The purpose of this amendment to the definitive proxy statement (“Proxy Statement”) of Cardinal Bankshares Corporation filed with the Securities and Exchange Commission on March 25, 2011, is to correct the information provided on page 4 of the Proxy Statement under the heading “Election of Directors” and on page 7 under the heading “Designation of Independent Auditors.” The statement “The Board Unanimously Recommends a Vote “For” the Approval of the Amendment to the Articles of Incorporation” under the heading “Election of Directors,” should be eliminated.
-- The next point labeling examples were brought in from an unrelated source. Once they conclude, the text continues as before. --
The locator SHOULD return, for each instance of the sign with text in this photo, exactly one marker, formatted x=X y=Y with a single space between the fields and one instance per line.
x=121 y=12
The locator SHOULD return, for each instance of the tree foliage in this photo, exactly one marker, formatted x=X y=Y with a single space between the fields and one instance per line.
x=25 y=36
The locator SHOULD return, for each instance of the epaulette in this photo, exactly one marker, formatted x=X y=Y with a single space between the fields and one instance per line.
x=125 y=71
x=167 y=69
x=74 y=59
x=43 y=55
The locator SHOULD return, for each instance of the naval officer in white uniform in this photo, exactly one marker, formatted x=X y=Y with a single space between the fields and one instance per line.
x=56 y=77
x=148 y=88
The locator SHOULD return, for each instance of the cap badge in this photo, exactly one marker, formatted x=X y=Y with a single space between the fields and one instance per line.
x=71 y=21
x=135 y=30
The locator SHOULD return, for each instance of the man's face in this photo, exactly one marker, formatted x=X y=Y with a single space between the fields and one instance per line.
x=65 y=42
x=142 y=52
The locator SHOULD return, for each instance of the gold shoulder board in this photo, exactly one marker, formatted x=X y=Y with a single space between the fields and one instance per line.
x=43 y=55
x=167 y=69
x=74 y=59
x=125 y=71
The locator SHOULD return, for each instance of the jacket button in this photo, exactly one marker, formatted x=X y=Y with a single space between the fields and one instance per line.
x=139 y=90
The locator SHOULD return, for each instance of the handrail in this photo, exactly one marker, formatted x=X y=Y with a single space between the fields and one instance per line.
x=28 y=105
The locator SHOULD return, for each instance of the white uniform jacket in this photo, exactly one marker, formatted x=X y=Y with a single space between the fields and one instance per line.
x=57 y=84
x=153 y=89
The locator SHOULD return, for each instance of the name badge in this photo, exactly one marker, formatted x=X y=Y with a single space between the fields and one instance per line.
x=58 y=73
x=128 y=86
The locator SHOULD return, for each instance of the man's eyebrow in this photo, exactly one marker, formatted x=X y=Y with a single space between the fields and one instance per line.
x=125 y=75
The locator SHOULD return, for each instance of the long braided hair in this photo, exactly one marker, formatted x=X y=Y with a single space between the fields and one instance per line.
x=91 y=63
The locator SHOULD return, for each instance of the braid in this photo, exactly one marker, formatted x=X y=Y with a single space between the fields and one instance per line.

The information under the heading “Designation of Independent Auditors,” should be replaced with the following:

For the year ending December 31, 2011 the Audit Committee of the Board of Directors has selected Hess, Stewart & Campbell, PLLC, an independent public accounting firm, to perform the audit of the Company’s financial statements and its internal controls over financial reporting.

Hess, Stewart & Campbell, PLLC acted as the Company’s independent registered public accountants for the year ending December 31, 2010 as well. A representative of Hess, Stewart & Campbell, PLLC will be present at the annual meeting, have an opportunity to make a statement if so desired and will be available to answer questions.


CHANGES TO THE CARDINAL BANKSHARES CORPORATION

2011 PROXY AND ADDENDUM

 

1. On page 4, in the Section captioned “Election of Directors,” the statement, “The Board Unanimously Recommends a Vote “For” the Approval of the Amendment to the Articles of Incorporation” is eliminated.

 

2. On page 7, the Section captioned “Designation of Independent Auditors” is replaced entirely with the following:

For the year ending December 31, 2011 the Audit Committee of the Board of Directors has selected Hess, Stewart & Campbell, PLLC, an independent public accounting firm, to perform the audit of the Company’s financial statements and its internal controls over financial reporting.

Hess, Stewart & Campbell, PLLC acted as the Company’s independent registered public accountants for the year ending December 31, 2010 as well. A representative of Hess, Stewart & Campbell, PLLC will be present at the annual meeting, have an opportunity to make a statement if so desired and will be available to answer questions.